Climate Week 2013 was launched at an event at the House of Commons yesterday, where 14 companies, projects and individuals were given awards for their work to tackle climate change in the past year.
Among the winners was Chasing Ice – a documentary film that follows photographer James Balog’s journey to capture glacial retreat on camera – which won Best Artistic Response.
Balog spoke to Blue & Green Tomorrow in December, shortly before the film was released in UK cinemas. He said, “I think [the film is] the strongest evidence [for climate change] that anybody’s put forth in a format that a layperson can understand.”
As well as being visually beautiful – yet devastating to watch at times – it has also seemingly had a significant impact on viewers.

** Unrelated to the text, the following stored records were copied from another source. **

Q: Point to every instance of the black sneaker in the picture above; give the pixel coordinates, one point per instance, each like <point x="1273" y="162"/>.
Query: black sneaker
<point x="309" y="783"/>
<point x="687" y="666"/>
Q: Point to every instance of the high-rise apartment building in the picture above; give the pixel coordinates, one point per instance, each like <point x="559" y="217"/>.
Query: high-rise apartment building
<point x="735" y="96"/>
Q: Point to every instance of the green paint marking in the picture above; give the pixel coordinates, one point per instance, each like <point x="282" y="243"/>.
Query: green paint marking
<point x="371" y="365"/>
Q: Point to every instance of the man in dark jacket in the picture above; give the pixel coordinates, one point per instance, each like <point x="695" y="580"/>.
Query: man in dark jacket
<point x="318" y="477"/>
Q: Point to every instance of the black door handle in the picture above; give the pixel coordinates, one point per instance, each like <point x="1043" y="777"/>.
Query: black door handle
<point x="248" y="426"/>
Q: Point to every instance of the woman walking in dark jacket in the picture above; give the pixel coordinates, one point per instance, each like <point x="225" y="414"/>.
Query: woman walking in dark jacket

Last year, an American woman, who said she watched Fox News anchor and staunch climate change denier Bill O’Reilly’s show every day, claimed the film had not only turned her opinion on climate change on its head, but it had also “changed [her] life”.

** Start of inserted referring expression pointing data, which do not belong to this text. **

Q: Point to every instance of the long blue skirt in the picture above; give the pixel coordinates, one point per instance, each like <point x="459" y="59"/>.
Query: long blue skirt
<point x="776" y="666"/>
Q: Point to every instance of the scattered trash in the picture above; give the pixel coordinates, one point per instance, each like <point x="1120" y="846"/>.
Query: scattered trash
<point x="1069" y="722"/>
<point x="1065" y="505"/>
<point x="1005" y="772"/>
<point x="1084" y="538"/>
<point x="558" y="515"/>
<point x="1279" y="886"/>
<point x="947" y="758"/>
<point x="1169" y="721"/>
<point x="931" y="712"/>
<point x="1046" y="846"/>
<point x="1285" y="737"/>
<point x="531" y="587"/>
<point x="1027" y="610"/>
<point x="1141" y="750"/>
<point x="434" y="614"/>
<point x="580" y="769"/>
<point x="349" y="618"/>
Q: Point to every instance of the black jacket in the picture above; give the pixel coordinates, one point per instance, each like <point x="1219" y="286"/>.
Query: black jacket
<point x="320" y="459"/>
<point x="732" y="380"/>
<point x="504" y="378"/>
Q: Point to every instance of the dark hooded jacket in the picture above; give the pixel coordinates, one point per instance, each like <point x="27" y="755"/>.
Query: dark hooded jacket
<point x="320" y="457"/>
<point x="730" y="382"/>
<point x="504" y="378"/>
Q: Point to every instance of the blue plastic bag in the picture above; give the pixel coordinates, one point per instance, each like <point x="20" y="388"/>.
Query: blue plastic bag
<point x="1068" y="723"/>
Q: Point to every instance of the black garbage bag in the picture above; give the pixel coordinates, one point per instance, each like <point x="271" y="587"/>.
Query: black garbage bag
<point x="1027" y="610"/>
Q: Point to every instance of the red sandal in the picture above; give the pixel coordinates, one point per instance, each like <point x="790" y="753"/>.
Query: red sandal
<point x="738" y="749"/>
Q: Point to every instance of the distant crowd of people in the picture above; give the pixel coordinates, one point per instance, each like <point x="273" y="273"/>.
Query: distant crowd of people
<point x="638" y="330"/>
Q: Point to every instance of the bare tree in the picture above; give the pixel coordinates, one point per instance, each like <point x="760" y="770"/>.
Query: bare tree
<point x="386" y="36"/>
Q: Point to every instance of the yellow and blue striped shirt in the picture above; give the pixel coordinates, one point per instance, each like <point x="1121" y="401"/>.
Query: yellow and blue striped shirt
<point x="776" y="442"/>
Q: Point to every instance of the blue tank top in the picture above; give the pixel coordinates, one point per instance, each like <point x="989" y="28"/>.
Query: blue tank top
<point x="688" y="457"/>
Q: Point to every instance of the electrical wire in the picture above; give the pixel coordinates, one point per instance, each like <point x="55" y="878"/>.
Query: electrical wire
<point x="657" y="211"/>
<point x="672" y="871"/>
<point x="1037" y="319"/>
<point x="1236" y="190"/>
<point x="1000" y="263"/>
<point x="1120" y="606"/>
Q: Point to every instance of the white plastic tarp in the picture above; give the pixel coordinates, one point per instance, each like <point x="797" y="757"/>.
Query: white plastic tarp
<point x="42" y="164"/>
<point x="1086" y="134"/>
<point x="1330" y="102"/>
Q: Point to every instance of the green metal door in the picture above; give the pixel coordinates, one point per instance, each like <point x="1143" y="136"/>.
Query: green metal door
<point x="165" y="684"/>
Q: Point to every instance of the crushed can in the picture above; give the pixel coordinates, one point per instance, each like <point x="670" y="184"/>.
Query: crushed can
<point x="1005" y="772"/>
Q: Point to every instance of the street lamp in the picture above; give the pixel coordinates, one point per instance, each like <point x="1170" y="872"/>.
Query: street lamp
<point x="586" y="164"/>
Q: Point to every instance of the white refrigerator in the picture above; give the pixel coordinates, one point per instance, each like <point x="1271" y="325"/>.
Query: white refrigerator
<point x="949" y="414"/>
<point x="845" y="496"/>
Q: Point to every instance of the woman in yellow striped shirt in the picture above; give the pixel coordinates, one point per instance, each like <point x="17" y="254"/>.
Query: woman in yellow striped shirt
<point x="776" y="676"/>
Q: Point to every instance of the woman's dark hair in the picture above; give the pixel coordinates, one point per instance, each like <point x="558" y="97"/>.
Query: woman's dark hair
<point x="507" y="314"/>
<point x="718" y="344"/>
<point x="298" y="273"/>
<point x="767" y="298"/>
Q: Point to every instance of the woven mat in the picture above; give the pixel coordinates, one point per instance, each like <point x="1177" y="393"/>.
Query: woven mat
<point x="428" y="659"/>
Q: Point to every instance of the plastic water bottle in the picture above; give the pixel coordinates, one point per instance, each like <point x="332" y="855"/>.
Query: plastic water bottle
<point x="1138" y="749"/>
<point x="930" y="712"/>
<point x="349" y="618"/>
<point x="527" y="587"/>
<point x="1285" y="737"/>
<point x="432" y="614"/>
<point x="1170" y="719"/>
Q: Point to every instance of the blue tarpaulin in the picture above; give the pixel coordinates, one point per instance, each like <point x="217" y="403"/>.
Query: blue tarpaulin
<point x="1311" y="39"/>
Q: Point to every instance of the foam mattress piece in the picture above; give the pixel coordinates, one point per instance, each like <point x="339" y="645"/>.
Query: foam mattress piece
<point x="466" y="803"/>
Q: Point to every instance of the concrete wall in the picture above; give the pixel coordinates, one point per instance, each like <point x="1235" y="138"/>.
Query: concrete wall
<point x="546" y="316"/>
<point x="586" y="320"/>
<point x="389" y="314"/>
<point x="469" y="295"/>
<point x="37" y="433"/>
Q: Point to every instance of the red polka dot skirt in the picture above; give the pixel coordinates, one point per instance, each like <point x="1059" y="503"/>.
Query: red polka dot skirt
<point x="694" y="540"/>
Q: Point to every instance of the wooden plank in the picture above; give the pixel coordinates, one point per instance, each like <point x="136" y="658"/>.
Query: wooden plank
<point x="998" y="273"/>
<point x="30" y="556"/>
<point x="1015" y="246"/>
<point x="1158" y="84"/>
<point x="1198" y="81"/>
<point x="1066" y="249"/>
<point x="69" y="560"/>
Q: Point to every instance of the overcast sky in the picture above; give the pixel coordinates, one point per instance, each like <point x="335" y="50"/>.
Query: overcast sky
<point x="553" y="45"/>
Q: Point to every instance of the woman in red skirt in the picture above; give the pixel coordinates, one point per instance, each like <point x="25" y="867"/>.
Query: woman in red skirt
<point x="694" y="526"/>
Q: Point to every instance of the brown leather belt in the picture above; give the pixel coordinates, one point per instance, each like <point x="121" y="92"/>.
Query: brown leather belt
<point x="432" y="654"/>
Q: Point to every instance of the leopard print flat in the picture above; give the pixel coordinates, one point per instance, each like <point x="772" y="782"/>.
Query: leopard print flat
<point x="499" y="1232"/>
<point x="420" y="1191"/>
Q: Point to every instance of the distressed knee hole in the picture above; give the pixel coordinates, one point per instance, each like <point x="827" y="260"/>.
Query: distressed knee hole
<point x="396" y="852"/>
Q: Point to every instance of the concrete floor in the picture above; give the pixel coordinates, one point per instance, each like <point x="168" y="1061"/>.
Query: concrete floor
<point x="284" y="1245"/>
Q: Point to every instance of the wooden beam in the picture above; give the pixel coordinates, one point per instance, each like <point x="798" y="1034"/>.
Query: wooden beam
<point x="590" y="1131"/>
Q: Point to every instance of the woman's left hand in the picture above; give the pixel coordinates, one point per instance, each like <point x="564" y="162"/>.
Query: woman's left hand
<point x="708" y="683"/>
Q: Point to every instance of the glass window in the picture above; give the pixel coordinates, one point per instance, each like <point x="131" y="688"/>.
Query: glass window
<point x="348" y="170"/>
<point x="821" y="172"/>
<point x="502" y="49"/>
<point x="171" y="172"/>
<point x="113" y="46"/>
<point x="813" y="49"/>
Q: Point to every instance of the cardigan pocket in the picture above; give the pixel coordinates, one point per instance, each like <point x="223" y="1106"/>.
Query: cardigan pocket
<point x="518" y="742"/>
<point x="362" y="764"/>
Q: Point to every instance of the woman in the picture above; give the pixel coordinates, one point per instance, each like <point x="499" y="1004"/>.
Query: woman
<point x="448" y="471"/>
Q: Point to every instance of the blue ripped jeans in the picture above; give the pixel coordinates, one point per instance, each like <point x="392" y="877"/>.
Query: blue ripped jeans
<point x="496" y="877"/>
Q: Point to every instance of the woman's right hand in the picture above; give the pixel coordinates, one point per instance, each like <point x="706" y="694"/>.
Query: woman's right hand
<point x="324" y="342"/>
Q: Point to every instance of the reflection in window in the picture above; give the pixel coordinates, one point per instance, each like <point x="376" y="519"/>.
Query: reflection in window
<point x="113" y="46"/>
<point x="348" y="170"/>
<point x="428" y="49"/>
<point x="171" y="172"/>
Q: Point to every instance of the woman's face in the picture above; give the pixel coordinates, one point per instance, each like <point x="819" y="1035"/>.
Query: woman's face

Other winners included Size of Wales (Best Campaign) – a project recently in the news after it announced it had raised enough money to protect an area of rainforest the size of Wales – and Loowatt (Best New Product) – a waterless toilet system that uses anaerobic digestion to convert human waste into biogas and fertiliser.
Energy and climate change minister Greg Barker and parliamentary under-secretary at the Department for Environment, Food and Rural Affairs (Defra) Lord de Mauley were among those speaking at the launch.
De Mauley said that the UK could become a world leader in climate change adaptation and mitigation, while Barker outlined that education and climate change go hand-in-hand.